Die StepStone/Kienbaum-Erhebung zeigt allerdings auch, wie stark es von dem Bereich eines Unternehmens abhängt, ob das Du oder das Sie dominiert. Geduzt wird vor allem in kreativen und innovativen Branchen. In der PR-Welt etwa und in der IT- & Internet-Branche sind mehr Fachkräfte mit allen Kollegen per „Du“ als in allen anderen Bereichen. Formeller geht es hingegen in der Metallindustrie, in Banken und im öffentlichen Dienst zu. Hier gehört das saloppe „Du“ deutlich seltener zum Alltag.

Mit dem „Sie“ auf professionelle Distanz gehen

Und auch das hat seinen Grund. In diesen eher konservativen Bereichen wird das „Sie” bewusst eingesetzt, um eine professionelle Distanz zu erzeugen. Hier hat es sogar eine nicht zu unterschätzende Schutzfunktion: Wer hier jedem wahllos das „Du“ anbietet, erweckt den Eindruck, seine Geschäfte mit einem unangebrachten Vertrautheitsgrad abzuwickeln.

Das Gegenextrem sind Unternehmen, die das „Du“ nicht nur bei ihren Mitarbeitern, sondern auch bei ihren Kunden einsetzen. Der schwedische Möbelhersteller Ikea war eines der ersten Unternehmen, die diesen Wandel in der Kunden-Ansprache einläutete. Hier werden einfach alle geduzt. Das suggeriert: Egal, ob Mitarbeiter oder Kunde – wir sind alle eine große Familie mit den gleichen Vorstellungen und Werten.

Kunden duzen? Ein schmaler Grat!

Dahinter steckt jedoch keine ausgeklügelte Marketingaktion – das „Du“ ist einfach typisch schwedisch. Der Hintergrund: Die Schweden duzen sich seit den 60er Jahren in der gesamten Gesellschaft. Damals schafften die Schweden ein stocksteifes Anredesystem ab, in dem Menschen nicht mit ihren Namen, sondern mit ihren Titeln angesprochen wurden.

So begrüßte bis dahin am Morgen der Herr Generaldirektor die Frau Sekretärin. Ganz schön umständlich! Seit Abschaffung dieses Systems spricht sich die Bevölkerung mit den Vornamen an und duzt sich. Umso authentischer ist es, dass Ikea auch seine Kunden duzt.

Damit sind wir bei einem ganz wichtigen Punkt angekommen: Die Frage, ob eine Duz- oder Siez-Kultur besser ist, lässt sich nicht pauschal beantworten. Die Entscheidung hängt von Fall zu Fall ab, sollte zur Branche passen und authentisch sein.
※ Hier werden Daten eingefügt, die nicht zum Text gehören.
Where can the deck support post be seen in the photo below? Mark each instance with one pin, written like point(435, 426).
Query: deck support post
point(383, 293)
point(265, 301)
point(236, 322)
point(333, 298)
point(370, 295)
Mitarbeitende zu Mitentscheidern machen

Entscheidet sich ein bislang eher konservativ geprägtes Unternehmen dafür, sich vom Siezen zu verabschieden, sollte dieser Wechsel von HR gut vorbereitet werden. Achtung! Einfach eine Memo-Mail an alle zu schicken mit dem Betreff „Ab heute sind wir alle per Du“ wird nicht zielführend sein. Die neue Lockerheit kann nicht ad hoc vom Chef verordnet werden. Denn der Kurswechsel vom Sie zum Du ist ein erheblicher Eingriff in die Unternehmenskultur. Geschieht er zu plötzlich, hinterlässt er irritierte Mitarbeitende.

Stattdessen sollten alle in die Entscheidung eingeweiht werden – zum Beispiel über Workshops oder Befragungen, die über die hauseigene Personalmanagementsoftware abgewickelt werden können. Wichtig ist es, zu eruieren, ob die Belegschaft überhaupt mehrheitlich hinter der Idee steht. Das ist nicht immer gesagt und hängt schwer von Branche und Altersstruktur im Unternehmen ab. Während sich ältere Arbeitnehmende häufig wohler mit dem „Sie“ fühlen, sind jüngere sehr aufgeschlossen, wenn es darum geht, einander zu duzen.

Ist die Belegschaft dafür, gilt es, die komplette Kommunikation konsequent umzustellen. Das gilt nicht nur für Meetings, Kick-Offs und Veranstaltungen. Auch innerhalb der genutzten HR-Software sollte die Kommunikation von „Sie“ auf „Du“ umgestellt werden. Die gute Nachricht: In einer Personalsoftware geschieht das auf Knopfdruck und fehlerfrei. Bis sich das „Du“ im Unternehmensalltag einschleift, könnte es hingegen etwas länger dauern.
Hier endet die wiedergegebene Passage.